Kimi te'vil (tefsir) âlimleri de şöyle demiştir: İlimden kasıt, Savaş bilgisidir. Bu ise herhangi bir delil bulunmaksızın yapılan bir tahsistir. Bilgice üstünlüğün, yüce Allah'ın ona vahiy gönderdiği anlamına geldiği de söylenmiştir. Bu görüşe göre Tâlût peygamberdi. İleride buna dair açıklamalar da gelecektir.

"Allah mülkünü dilediği kimseye verir." Bazı te'vilciler bunun yüce Allah'ın Muhammed (sallallahü aleyhi ve sellem)'e söylediği bir söz olduğu görüşündedir. Bunun Şemvî'lin sözlerinin devamı olduğu da söylenmiştir. Daha zahir olan da budur. Şemvîl onlara, işi yokuşa sürdüklerini ve deliller hususunda boşuna tartıştıklarını görünce; hakkında itirazın sözkonusu olamayacağı kat'î ifadelerle sözlerini tamamlamak istedi. Ve yüce Allah da:

"Allah mülkünü dilediği kimseye verir" diye buyurdu. Dünya mülkünün yüce Allah'a izafe edilmesi, memlûkün (yani malik olunanın) melike izafe edilmesi demektir.
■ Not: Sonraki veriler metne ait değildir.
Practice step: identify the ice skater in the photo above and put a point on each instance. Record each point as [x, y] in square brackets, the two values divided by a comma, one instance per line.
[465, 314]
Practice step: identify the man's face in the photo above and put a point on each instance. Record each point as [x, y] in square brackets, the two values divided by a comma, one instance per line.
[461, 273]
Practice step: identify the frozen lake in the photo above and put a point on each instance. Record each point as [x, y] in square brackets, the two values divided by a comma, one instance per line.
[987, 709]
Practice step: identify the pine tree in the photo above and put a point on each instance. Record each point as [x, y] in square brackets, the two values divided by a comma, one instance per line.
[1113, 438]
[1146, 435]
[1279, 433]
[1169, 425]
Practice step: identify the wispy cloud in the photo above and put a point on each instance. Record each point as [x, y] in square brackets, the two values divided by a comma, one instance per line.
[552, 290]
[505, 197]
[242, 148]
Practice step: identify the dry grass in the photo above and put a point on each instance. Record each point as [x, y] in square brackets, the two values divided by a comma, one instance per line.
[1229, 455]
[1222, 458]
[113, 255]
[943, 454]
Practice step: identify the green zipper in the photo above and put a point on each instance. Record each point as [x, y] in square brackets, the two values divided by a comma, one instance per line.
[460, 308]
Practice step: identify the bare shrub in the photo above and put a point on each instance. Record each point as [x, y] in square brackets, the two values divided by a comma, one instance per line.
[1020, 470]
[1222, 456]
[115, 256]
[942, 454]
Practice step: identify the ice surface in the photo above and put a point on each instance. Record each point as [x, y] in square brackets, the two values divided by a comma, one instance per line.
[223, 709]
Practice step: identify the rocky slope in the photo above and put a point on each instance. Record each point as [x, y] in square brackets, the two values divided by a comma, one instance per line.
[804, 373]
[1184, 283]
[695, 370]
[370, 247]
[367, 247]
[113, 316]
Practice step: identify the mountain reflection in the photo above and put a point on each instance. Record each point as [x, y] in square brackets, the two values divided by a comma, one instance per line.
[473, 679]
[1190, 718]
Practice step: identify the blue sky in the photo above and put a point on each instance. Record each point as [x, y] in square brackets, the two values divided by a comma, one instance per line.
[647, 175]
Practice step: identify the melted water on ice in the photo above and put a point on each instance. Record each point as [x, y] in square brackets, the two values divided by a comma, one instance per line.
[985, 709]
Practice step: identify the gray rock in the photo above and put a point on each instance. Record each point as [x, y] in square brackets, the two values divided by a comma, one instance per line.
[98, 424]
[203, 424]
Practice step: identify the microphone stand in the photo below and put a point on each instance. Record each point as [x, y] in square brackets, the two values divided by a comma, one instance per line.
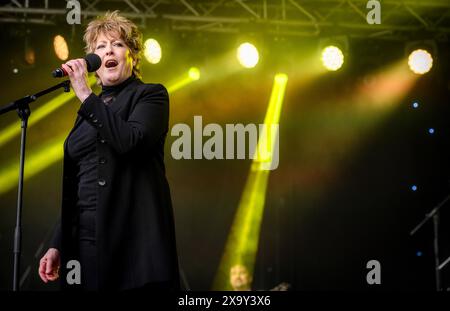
[23, 110]
[435, 215]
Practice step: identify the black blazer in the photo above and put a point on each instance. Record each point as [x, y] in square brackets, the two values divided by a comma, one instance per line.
[134, 225]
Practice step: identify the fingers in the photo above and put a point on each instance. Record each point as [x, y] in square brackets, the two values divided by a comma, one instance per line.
[67, 69]
[42, 268]
[48, 268]
[77, 65]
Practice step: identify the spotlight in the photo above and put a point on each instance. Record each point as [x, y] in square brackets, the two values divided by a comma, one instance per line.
[333, 52]
[152, 51]
[421, 55]
[420, 61]
[60, 47]
[247, 55]
[332, 58]
[194, 73]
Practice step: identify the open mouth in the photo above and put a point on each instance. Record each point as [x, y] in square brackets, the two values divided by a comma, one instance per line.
[111, 63]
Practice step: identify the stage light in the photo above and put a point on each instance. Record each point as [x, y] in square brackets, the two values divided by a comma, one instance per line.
[247, 55]
[243, 240]
[60, 47]
[152, 51]
[420, 61]
[194, 73]
[332, 58]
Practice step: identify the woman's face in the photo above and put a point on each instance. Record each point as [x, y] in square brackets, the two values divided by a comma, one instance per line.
[117, 63]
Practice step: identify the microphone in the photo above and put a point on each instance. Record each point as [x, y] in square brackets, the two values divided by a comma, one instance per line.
[93, 62]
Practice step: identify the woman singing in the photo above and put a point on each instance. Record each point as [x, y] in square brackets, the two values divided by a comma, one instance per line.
[116, 213]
Daha sonra onlara kendileri tarafından herhangi bir soru sorulmaksızın gıpta etmelerini sağlamak ve dikkatlerini çekmek üzere:

"Onun hükümdarlığının alâmeti..." diye sözlerini sürdürdü. Peygamberlerinin:

"Muhakkak Allah size Tâlût'u bir hükümdar göndermiştir" şeklindeki sözlerinin doğruluğunun delilini, ondan istemiş olmaları da muhtemeldir. (Bunun üzerine o da: "Onun hükümdarlığının alâmeti..." diye cevap vermiştir.) İbn Atiyye der ki: Ancak âyet-i kerimenin akışından birinci anlamı daha zahir olarak anlaşılmaktadır. İkincisi ise İsrailoğullarının hoş olmayan huylan gereğini daha çok andırmaktadır. Taberî de bu kanaati benimsemiştir.